Set-up a Snakemake profile¶
This is not essential but it will make running the pipeline much easier by submitting jobs to the cluster automatically and using pre-set parameters.
Note: Cookiecutter is required for this step. This can be installed using pip install cookiecutter
.
For SLURM based clusters:¶
# create config directory that snakemake searches for profiles (or use something else)
profile_dir="${HOME}/.config/snakemake"
mkdir -p "$profile_dir"
# use cookiecutter to create the profile in the config directory
template="gh:Snakemake-Profiles/slurm"
cookiecutter --output-dir "$profile_dir" "$template"
For SGE based clusters:¶
Warning
This has not been tested
mkdir -p ~/.config/snakemake
cd ~/.config/snakemake
cookiecutter https://github.com/Snakemake-Profiles/sge.git
Example SLURM profile:¶
/home/a/asmith/.config/snakemake/slurm/
├── config.yaml
├── CookieCutter.py
├── __pycache__
│ ├── CookieCutter.cpython-310.pyc
│ ├── CookieCutter.cpython-311.pyc
│ ├── slurm_utils.cpython-310.pyc
│ └── slurm_utils.cpython-311.pyc
├── settings.json
├── slurm-jobscript.sh
├── slurm-sidecar.py
├── slurm-status.py
├── slurm-submit.py
└── slurm_utils.py
settings.json
:
{
"SBATCH_DEFAULTS": "--partition=short --time=0-01:00:00 --mem=3G",
"CLUSTER_NAME": "",
"CLUSTER_CONFIG": ""
}
config.yaml
:
cluster-sidecar: "slurm-sidecar.py"
cluster-cancel: "scancel"
restart-times: "0"
jobscript: "slurm-jobscript.sh"
cluster: "slurm-submit.py"
cluster-status: "slurm-status.py"
max-jobs-per-second: "10"
max-status-checks-per-second: "10"
local-cores: 1
latency-wait: "5"
use-conda: "True"
use-singularity: "False"
singularity-args: -B /ceph -B /databank -B $TMPDIR --cleanenv
jobs: "50"
printshellcmds: "True"
retries: 3
# Example resource configuration
# default-resources:
# - runtime=100
# - mem_mb=6000
# - disk_mb=1000000
# # set-threads: map rule names to threads
# set-threads:
# - single_core_rule=1
# - multi_core_rule=10
# # set-resources: map rule names to resources in general
# set-resources:
# - high_memory_rule:mem_mb=12000
# - long_running_rule:runtime=1200
Note: The singularity-args are required to mount the data directories into the container. e.g.
singularity-args: -B /ceph -B /databank
Gives the container access to the /ceph
and /databank
directories on the cluster.

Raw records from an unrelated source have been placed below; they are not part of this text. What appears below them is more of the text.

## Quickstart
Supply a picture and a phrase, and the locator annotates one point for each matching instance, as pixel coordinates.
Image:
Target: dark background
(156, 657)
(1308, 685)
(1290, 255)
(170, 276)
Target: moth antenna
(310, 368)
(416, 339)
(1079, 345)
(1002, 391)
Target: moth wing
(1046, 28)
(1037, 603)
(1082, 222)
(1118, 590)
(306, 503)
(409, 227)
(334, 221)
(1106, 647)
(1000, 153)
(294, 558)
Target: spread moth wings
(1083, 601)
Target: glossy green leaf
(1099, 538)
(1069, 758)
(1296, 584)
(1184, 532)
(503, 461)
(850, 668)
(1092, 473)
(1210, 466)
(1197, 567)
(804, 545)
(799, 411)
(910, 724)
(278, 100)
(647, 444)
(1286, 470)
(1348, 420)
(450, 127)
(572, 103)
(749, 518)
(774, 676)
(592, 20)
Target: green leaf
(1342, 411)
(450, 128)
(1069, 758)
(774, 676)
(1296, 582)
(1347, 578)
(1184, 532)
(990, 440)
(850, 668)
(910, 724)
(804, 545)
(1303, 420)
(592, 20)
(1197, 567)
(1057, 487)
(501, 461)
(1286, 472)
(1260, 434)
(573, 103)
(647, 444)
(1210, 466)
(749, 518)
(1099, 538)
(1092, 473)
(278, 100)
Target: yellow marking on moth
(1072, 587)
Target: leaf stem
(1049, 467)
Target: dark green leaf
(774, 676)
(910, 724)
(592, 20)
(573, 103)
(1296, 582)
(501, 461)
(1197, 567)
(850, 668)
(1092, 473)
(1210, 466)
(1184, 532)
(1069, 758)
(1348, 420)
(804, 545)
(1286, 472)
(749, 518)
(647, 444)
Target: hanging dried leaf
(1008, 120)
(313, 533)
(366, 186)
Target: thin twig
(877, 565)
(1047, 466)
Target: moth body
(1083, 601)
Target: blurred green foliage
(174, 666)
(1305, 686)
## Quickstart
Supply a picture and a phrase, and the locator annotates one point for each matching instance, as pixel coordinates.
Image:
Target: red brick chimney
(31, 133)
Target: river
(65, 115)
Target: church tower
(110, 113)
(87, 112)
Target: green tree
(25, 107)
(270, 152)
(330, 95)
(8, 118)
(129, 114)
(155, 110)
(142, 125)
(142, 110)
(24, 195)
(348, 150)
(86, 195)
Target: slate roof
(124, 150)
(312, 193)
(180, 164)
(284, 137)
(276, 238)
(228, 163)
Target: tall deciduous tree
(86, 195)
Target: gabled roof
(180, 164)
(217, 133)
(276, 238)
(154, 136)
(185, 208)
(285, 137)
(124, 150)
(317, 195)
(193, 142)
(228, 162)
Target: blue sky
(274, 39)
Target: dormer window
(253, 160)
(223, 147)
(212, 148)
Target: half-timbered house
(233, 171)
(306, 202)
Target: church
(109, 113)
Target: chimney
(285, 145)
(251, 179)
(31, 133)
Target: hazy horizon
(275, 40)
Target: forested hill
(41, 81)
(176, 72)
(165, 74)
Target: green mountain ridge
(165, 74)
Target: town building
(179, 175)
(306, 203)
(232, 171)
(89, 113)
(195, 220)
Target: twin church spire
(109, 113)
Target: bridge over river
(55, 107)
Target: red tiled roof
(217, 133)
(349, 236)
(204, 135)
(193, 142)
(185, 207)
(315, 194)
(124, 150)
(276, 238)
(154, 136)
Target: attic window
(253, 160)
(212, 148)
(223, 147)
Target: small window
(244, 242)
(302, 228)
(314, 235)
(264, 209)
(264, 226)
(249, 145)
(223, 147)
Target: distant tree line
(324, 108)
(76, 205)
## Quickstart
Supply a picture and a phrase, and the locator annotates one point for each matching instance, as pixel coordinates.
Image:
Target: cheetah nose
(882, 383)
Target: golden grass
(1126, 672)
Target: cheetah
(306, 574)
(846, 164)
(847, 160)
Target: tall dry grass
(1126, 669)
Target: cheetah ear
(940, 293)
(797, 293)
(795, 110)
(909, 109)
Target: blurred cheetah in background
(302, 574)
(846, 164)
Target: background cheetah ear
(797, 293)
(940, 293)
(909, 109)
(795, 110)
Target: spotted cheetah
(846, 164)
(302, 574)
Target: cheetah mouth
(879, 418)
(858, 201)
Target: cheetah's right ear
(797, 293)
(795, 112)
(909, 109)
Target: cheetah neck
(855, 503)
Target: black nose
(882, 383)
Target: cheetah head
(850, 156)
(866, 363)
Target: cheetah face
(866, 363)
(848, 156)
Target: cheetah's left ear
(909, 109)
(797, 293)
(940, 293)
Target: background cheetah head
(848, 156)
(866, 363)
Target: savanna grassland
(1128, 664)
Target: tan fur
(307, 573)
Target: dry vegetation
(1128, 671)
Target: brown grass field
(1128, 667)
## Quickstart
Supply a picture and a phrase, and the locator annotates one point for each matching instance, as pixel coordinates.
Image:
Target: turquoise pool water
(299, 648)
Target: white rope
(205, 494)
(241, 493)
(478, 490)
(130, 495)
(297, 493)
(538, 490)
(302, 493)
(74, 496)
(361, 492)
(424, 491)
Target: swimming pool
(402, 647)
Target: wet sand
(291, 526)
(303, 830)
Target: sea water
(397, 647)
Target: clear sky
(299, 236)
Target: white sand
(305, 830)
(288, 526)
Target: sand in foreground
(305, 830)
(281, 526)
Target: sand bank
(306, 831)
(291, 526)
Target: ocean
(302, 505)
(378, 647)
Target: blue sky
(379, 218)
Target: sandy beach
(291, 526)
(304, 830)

The current working directory is also mounted into the container by default. You can add additional directories by adding more -B
flags. Obviously this will be different for each cluster so you'll need your own defaults. The $TMPDIR
is also mounted as this causes errors if not. The --cleanenv
flag is also required to prevent the container from inheriting the environment from the host.